Pair Trading with Sangsin Energy and Dongbang Transport

The main advantage of trading using opposite Sangsin Energy and Dongbang Transport positions is that it hedges away some unsystematic risk. Because of two separate transactions, even if Sangsin Energy position performs unexpectedly, Dongbang Transport can make up some of the losses. Pair trading also minimizes risk from directional movements in the market. For example, if an entire industry or sector drops because of unexpected headlines, the short position in Dongbang Transport will offset losses from the drop in Dongbang Transport's long position.

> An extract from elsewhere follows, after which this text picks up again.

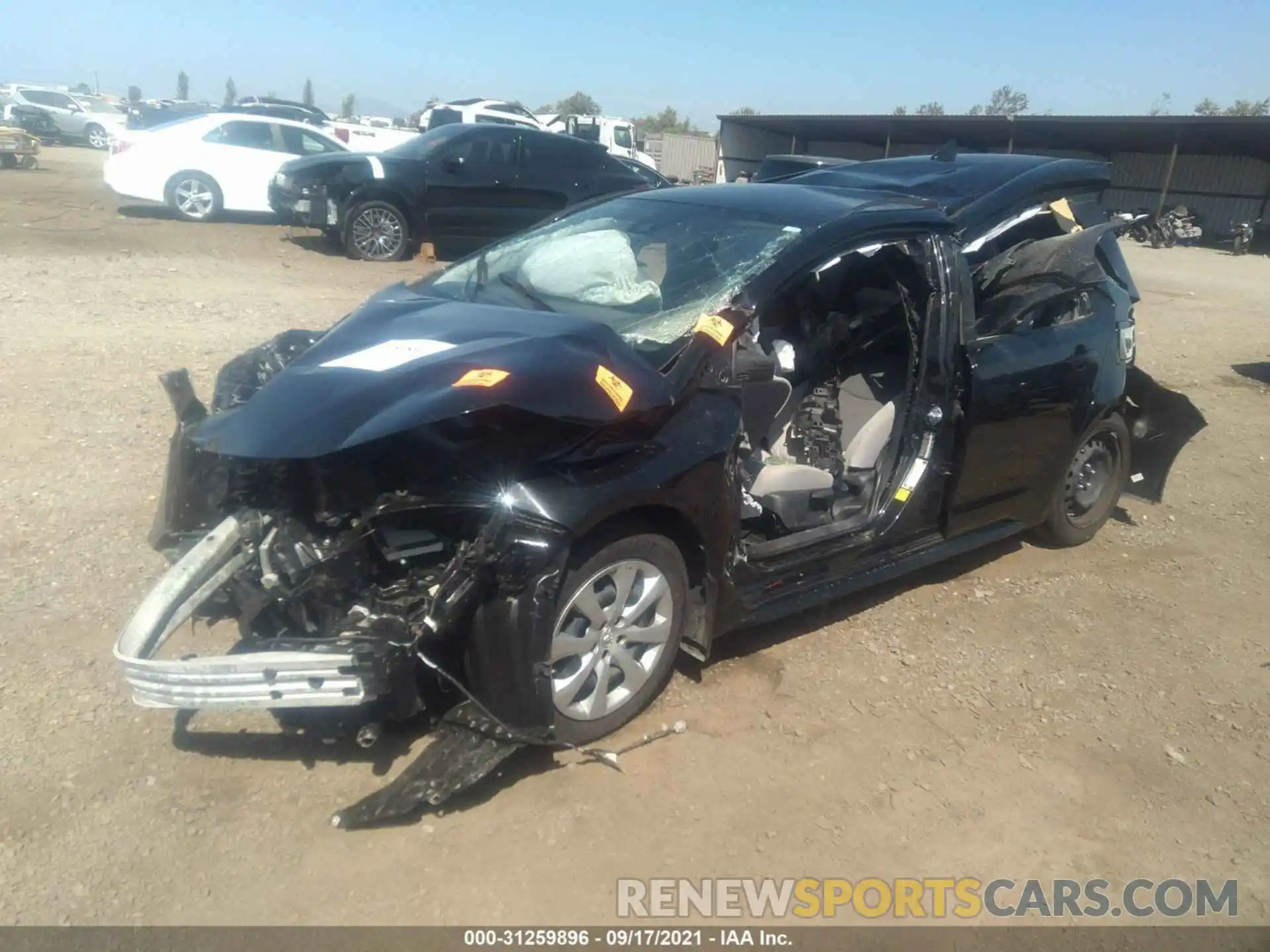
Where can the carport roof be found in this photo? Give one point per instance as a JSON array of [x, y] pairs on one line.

The idea behind Sangsin Energy Display and Dongbang Transport Logistics pairs trading is to make the combined position market-neutral, meaning the overall market's direction will not affect its win or loss (or potential downside or upside). This can be achieved by designing a pairs trade with two highly correlated stocks or equities that operate in a similar space or sector, making it possible to obtain profits through simple and relatively low-risk investment.
Check out your portfolio center.
Note that this page's information should be used as a complementary analysis to find the right mix of equity instruments to add to your existing portfolios or create a brand new portfolio. You can also try the Economic Indicators module to top statistical indicators that provide insights into how an economy is performing.